Can organizations excel at what they do without a “charismatic” leader?
I’ve been reading Transformational Leadership by the late Bernard Bass and organizational psychologist Ronald Riggio, and I’ve had some great conversations recently with Patti Dragland of Strategic Sense and Lynn Miller from The Center for Creative Leadership.
Patti and Lynn have great ideas and programs on how to be a leader, including expectations for what it takes to be an extraordinary leader — very much the charismatic superhero.
The consensus is that leaders have to create vision, engage people, build teams, inspire, and set by example.
But people can’t be all of these things, even with the best training and coaching. The charismatic, “superhero” model can be as limiting as any stereotype. There are people out there who are smart, creative and inspirational, but may not fit the superhero mold.
Suppose that we could lower the threshold of leadership by focusing on making the organization more agile and responsive? This is what is meant by “Be the Change,” and it’s a challenging idea that can lead to good organizations becoming great.
Leaders would not have to be superheroes if their organizations were easier to lead.

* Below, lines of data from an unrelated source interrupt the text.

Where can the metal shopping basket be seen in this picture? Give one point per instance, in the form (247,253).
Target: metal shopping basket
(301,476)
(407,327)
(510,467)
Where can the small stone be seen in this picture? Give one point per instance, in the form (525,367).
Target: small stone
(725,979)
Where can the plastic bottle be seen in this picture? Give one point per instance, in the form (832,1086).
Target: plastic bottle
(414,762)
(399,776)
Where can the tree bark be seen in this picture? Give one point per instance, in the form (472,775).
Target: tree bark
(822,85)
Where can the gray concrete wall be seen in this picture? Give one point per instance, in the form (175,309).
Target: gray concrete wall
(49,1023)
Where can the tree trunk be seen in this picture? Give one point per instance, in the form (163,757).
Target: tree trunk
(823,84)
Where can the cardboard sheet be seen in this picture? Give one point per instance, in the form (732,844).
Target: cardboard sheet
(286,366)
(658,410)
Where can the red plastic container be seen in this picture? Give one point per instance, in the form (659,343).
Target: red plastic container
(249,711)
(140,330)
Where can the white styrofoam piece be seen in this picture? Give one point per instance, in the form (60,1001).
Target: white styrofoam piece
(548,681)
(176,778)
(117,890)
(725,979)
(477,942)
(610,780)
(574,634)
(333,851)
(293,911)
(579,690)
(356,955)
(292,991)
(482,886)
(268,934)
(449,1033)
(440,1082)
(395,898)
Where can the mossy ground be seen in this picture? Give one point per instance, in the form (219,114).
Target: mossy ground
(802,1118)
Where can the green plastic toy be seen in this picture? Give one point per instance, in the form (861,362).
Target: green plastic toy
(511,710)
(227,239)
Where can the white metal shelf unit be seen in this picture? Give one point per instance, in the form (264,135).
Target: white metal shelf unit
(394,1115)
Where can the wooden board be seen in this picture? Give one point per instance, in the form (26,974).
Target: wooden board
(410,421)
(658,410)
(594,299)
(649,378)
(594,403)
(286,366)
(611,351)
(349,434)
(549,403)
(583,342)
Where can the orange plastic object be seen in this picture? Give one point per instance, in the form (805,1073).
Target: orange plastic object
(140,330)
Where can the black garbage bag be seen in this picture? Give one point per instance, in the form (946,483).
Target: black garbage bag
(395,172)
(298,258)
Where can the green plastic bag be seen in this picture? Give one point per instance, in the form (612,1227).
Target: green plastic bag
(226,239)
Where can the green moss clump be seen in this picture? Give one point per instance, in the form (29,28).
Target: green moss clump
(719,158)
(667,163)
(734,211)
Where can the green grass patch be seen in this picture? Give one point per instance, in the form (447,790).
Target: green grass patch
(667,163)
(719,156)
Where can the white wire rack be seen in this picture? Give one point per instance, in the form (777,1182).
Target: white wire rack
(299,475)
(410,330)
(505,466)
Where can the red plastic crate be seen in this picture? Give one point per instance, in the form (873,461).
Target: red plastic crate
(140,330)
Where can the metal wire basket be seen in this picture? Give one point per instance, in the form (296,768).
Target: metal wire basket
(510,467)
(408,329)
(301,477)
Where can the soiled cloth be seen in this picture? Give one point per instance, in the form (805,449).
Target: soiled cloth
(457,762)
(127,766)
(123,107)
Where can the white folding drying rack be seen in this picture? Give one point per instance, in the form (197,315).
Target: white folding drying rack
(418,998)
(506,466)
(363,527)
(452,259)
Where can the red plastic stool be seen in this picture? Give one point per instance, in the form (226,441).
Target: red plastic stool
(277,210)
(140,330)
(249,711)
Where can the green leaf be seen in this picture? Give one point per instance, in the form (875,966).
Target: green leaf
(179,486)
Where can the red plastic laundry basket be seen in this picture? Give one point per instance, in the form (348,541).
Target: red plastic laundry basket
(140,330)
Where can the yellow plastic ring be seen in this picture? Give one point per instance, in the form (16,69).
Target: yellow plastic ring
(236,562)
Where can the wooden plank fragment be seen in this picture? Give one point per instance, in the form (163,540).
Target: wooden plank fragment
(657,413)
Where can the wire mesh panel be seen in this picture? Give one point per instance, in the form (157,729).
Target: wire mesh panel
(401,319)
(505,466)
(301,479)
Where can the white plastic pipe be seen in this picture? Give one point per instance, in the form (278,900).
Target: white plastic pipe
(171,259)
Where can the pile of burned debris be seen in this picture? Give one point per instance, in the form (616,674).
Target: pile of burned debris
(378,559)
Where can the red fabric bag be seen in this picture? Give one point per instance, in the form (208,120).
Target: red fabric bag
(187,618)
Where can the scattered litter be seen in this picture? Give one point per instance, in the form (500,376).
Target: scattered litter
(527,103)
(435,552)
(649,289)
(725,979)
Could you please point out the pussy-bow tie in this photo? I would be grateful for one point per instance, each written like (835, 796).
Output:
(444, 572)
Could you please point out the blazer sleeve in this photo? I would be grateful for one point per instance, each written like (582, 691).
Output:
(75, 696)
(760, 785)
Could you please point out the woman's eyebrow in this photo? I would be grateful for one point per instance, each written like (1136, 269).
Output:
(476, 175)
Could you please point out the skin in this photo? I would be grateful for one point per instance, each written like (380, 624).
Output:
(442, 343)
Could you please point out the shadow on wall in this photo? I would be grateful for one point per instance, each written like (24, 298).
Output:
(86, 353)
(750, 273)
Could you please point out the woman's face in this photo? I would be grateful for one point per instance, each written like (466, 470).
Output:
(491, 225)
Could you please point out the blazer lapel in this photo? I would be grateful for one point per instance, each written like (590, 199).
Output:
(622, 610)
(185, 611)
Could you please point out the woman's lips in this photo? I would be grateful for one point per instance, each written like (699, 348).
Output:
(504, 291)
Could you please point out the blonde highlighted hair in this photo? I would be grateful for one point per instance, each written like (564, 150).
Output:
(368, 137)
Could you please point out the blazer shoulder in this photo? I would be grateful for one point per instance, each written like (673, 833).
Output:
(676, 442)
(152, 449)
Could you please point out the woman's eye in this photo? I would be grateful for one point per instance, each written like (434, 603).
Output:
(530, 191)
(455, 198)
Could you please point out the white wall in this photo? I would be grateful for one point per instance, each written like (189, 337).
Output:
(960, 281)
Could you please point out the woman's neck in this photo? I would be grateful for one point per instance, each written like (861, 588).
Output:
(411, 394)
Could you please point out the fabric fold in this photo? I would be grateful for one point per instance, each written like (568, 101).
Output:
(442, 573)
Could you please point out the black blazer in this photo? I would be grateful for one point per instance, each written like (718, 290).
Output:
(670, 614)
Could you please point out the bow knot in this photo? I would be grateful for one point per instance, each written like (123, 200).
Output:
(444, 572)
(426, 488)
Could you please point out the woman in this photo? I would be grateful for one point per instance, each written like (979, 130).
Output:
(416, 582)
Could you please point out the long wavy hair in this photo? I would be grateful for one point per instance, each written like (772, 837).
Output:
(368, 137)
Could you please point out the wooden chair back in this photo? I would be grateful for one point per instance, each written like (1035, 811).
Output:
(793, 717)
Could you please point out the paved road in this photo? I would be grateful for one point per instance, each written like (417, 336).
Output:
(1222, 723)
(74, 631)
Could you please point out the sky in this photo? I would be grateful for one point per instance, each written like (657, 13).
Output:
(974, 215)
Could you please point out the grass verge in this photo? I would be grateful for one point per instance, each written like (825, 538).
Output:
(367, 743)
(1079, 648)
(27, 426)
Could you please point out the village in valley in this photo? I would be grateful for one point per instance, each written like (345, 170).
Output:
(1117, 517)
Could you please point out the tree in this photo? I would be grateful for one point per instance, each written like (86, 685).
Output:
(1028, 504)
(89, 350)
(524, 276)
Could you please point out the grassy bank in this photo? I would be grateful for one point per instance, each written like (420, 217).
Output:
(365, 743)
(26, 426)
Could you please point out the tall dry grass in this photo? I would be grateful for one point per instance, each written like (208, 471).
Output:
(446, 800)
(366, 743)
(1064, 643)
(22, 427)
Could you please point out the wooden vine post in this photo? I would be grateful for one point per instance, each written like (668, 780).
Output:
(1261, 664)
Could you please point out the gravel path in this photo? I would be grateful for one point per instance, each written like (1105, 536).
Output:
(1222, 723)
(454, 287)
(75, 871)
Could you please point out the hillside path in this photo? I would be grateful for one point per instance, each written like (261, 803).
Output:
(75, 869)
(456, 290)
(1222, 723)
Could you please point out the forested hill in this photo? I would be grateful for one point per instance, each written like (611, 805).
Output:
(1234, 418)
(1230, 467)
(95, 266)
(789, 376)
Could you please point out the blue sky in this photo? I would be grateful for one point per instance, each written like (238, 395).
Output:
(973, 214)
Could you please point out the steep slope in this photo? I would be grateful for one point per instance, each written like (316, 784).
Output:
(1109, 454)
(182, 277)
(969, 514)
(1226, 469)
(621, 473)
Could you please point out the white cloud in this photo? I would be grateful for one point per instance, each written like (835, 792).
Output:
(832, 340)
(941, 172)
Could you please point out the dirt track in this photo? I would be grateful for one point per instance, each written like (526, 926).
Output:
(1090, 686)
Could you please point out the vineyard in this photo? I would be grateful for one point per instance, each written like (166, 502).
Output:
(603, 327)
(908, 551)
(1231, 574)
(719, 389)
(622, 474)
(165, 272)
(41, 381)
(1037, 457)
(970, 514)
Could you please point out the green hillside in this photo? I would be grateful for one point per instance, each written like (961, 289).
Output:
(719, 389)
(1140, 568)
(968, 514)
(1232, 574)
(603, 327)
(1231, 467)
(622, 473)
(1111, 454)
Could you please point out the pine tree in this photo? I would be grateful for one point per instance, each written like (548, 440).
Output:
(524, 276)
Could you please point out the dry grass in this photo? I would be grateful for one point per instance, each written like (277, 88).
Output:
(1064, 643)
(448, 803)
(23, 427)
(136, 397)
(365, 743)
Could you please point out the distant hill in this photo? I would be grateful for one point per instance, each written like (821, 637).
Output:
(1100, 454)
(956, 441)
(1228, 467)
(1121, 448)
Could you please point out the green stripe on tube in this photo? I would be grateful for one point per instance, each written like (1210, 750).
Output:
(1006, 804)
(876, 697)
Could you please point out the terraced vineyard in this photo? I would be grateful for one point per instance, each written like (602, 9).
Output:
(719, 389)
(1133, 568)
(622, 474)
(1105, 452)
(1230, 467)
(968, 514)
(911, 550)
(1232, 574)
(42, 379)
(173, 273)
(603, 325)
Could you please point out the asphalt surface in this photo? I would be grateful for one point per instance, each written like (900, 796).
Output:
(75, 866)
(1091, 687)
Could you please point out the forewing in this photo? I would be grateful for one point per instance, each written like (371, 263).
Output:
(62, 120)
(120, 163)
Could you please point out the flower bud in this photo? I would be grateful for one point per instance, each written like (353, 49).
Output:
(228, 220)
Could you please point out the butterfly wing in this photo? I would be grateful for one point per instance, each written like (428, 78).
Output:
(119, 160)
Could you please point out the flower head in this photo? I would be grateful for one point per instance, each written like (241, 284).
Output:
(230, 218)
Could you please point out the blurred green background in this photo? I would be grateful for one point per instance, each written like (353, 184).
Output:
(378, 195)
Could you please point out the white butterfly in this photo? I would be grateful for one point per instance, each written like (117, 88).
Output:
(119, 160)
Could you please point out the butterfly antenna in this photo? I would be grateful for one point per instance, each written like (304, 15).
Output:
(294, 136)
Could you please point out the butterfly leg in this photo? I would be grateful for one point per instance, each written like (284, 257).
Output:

This what Cerebyte does: it helps organizations to become more agile and responsive so that leaders can be great, whether or not they’re superheroes.
May 13th, 2009
What Does it Take to Outperform Your Peers? Positive Deviance (and Detective Work)
By William Seidman
Recently, I had the good fortune to work again with writer and sales expert (at Portfolio Decisionware) Karen Stevens and ShadeTree Technology’s founder and CEO, Jim Banks. These are two great sales people. They are true positive deviants: they’re unusually successful at what they do, consistently outperform, and think freshly and creatively.
It is amazing to me how complete and conscious their mental models of the sales process are. I was talking with Jim while he showed me features of his technology on his website. I couldn’t follow him because he was thinking so fast and he was showing me only the surface aspects of his approach. There’s a lot to learn!
I did some Cerebyte-style Wisdom Discovery - a piece-by-piece analysis of what she does and how she does it - with Karen, and she revealed a completely different model of sales: a model based on being a detective. Turns out that detective work greatly enhances results…
Positive deviants are just incredible-they think in such different ways. Getting their mental models is not really the issue; getting others to pay attention to their thinking is the real challenge.
May 12th, 2009
Positive Thinking and The Neuroscience of Attention and Attentiveness
By William Seidman
Last week, the New York Times ran an interesting article on attention, specifically on Winfred Gallagher’s book Rapt: Attention on the Focused Life. Some conversations I subsequently had got me thinking about attention. One discussion I had was about a teaching technique that spends a lot of time focusing on what people are doing wrong. A reasonable challenge to that theory of learning is, “If you’re focussing on what you’re doing wrong, how will you learn to do it right?” A more complex and complete response has to do with the neuroscience of attention - which magicians/performance artists Penn and Teller know quite a bit about.
Are any of you golfers? Have you ever gone to the tee and said to yourself, “Don’t slice, don’t slice!” What do you immediately do? You slice. It is the same idea for a well-known expression: “Playing the game not to lose.” In sports, and, it turns out, in inherited wealth (check out Lee Brower’s work), when you play a game defensively, you usually lose.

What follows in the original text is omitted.